Midenizden esir olmayın!
Bir savaş hali olsa, afet olsa, insanoğlunun fedakârlık örneği olarak, bebekleri, çocukları, kendisinden daha genç yani yaşayacak daha çok yılı olanları veyahut ülkesini-milletini yaşatabilmek için canından vazgeçmesini anlarım da; iki parça tatsız-tuzsuz, samandan hallice "sözde tavuk" yemek için kalkışılır mı hiç intihara!

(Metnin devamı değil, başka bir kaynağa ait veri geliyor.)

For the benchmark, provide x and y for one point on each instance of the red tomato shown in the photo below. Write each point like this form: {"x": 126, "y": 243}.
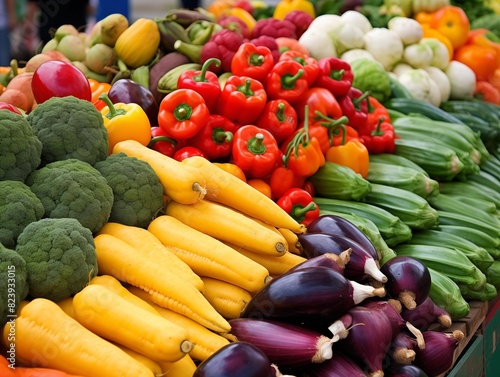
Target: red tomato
{"x": 59, "y": 79}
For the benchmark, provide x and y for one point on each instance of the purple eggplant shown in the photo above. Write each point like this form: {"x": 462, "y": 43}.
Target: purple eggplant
{"x": 402, "y": 370}
{"x": 425, "y": 314}
{"x": 340, "y": 365}
{"x": 240, "y": 359}
{"x": 361, "y": 264}
{"x": 403, "y": 348}
{"x": 337, "y": 225}
{"x": 370, "y": 337}
{"x": 311, "y": 293}
{"x": 331, "y": 260}
{"x": 409, "y": 280}
{"x": 438, "y": 355}
{"x": 129, "y": 91}
{"x": 283, "y": 343}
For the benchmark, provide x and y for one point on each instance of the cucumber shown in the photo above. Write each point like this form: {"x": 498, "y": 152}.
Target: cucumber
{"x": 408, "y": 106}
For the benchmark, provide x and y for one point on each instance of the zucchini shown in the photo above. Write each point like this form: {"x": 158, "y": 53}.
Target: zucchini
{"x": 446, "y": 294}
{"x": 337, "y": 181}
{"x": 477, "y": 255}
{"x": 440, "y": 162}
{"x": 396, "y": 160}
{"x": 412, "y": 209}
{"x": 447, "y": 261}
{"x": 402, "y": 177}
{"x": 392, "y": 229}
{"x": 408, "y": 106}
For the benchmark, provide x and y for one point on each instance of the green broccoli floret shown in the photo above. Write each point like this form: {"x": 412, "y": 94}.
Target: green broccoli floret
{"x": 19, "y": 206}
{"x": 20, "y": 148}
{"x": 73, "y": 188}
{"x": 60, "y": 257}
{"x": 69, "y": 127}
{"x": 138, "y": 192}
{"x": 13, "y": 282}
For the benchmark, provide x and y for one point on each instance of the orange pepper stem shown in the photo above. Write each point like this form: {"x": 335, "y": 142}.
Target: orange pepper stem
{"x": 113, "y": 111}
{"x": 288, "y": 81}
{"x": 299, "y": 212}
{"x": 245, "y": 88}
{"x": 377, "y": 131}
{"x": 204, "y": 68}
{"x": 256, "y": 145}
{"x": 333, "y": 125}
{"x": 301, "y": 137}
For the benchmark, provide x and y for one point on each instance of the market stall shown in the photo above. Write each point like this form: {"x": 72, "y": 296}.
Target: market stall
{"x": 296, "y": 189}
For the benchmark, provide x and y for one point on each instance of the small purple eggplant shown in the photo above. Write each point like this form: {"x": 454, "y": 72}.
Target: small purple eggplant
{"x": 361, "y": 264}
{"x": 240, "y": 359}
{"x": 283, "y": 343}
{"x": 311, "y": 293}
{"x": 337, "y": 225}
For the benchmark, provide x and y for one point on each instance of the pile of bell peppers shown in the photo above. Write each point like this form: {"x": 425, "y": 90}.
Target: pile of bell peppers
{"x": 274, "y": 121}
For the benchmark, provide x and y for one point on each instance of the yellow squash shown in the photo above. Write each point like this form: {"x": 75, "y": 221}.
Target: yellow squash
{"x": 139, "y": 43}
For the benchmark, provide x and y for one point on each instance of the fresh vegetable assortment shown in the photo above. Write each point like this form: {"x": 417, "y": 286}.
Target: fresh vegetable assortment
{"x": 236, "y": 187}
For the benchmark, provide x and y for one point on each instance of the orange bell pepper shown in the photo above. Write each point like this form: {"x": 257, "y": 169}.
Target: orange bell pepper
{"x": 233, "y": 169}
{"x": 451, "y": 21}
{"x": 479, "y": 37}
{"x": 429, "y": 32}
{"x": 352, "y": 154}
{"x": 481, "y": 59}
{"x": 487, "y": 92}
{"x": 260, "y": 185}
{"x": 97, "y": 88}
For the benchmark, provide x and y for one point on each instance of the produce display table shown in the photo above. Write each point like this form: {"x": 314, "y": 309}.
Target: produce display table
{"x": 477, "y": 355}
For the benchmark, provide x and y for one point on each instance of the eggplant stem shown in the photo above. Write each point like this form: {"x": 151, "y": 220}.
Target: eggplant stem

Memleketin en "güvenilir" varsayılan firmalarından biri bile sattıkları hayvanları GDO'lu yem ile beslediklerini ilan ettikten sonra bunları yemekte ısrar etmenin intihardan hiçbir farkı kalmadı artık çünkü...
***
Buna rağmen, Biyogüvenlik Kurulu, üstelik de bizatihi Beyaz Et Sanayicileri ve Damızlıkçıları Birliği'nin yaptığı başvuru üzerine, genetiği değiştirilmiş 4 soya ve mısır çeşidinin daha hayvan yemlerinde kullanılmasına (toplamda ithalatına izin verilen ürün sayısı 36 olmuş oldu) izin verdi Türkiye'de.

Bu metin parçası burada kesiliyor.